In this situation, the root is also a leaf. A common bug is forgetting that a node with no children should immediately contribute its path sum. The implementation handles this naturally because both child lookups fail, causing the DFS to treat the root as a leaf.

Missing Left or Right Child

The tree is not necessarily complete. A node may have only one child:

[113, 221]

Here, the root has only a right child. Incorrect implementations sometimes assume that children exist in pairs or rely on array indexing. This solution avoids that issue by checking child existence independently through hash map lookups.

Sparse Position Values

Positions correspond to a full binary tree layout, not compact indexing.
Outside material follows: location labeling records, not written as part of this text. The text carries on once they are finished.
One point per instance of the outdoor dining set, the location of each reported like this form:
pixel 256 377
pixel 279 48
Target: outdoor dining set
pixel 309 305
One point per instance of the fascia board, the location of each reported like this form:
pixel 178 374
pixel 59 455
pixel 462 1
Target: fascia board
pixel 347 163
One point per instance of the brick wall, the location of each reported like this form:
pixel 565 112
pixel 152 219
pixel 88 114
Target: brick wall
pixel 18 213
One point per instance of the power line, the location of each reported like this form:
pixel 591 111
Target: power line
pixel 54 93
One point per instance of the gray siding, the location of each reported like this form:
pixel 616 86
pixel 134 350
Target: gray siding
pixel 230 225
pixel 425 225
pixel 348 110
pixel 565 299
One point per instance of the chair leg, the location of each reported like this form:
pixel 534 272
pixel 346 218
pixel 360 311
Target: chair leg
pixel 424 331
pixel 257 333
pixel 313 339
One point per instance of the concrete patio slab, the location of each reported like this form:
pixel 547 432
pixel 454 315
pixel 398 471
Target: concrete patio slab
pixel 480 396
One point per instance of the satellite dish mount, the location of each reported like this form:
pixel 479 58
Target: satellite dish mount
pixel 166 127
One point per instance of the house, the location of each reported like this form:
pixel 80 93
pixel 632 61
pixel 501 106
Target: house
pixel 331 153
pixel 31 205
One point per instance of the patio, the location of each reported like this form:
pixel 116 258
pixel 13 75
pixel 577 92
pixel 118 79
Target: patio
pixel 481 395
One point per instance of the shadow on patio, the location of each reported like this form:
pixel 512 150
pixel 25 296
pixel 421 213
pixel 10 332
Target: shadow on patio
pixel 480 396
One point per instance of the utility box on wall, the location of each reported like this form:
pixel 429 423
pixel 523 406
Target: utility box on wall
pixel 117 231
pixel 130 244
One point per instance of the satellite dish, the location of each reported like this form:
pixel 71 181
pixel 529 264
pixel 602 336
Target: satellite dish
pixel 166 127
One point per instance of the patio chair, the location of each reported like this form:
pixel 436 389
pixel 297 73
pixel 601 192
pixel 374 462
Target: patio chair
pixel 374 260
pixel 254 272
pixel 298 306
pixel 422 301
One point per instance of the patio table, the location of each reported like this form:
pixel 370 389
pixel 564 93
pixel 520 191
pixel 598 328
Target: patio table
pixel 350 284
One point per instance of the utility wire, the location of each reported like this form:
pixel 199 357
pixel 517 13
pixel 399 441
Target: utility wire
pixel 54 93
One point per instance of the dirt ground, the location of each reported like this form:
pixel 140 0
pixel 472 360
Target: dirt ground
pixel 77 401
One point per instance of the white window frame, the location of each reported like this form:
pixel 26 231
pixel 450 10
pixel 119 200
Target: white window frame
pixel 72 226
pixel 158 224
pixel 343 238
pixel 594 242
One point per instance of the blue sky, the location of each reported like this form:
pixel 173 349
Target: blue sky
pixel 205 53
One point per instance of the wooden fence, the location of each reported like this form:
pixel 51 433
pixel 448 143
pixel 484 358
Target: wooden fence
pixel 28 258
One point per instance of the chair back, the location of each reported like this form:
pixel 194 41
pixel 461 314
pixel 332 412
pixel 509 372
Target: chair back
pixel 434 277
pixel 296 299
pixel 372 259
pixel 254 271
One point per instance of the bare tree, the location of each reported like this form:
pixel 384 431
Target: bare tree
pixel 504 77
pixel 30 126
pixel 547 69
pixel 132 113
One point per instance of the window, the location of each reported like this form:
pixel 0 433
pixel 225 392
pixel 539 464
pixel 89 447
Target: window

That means positions can skip values:

[114, 225, 337]

A naive implementation that tries to reconstruct the tree using contiguous arrays may fail because logical positions do not match storage positions. The hash map approach correctly handles sparse layouts because node relationships are computed mathematically from depth and position rather than physical array placement.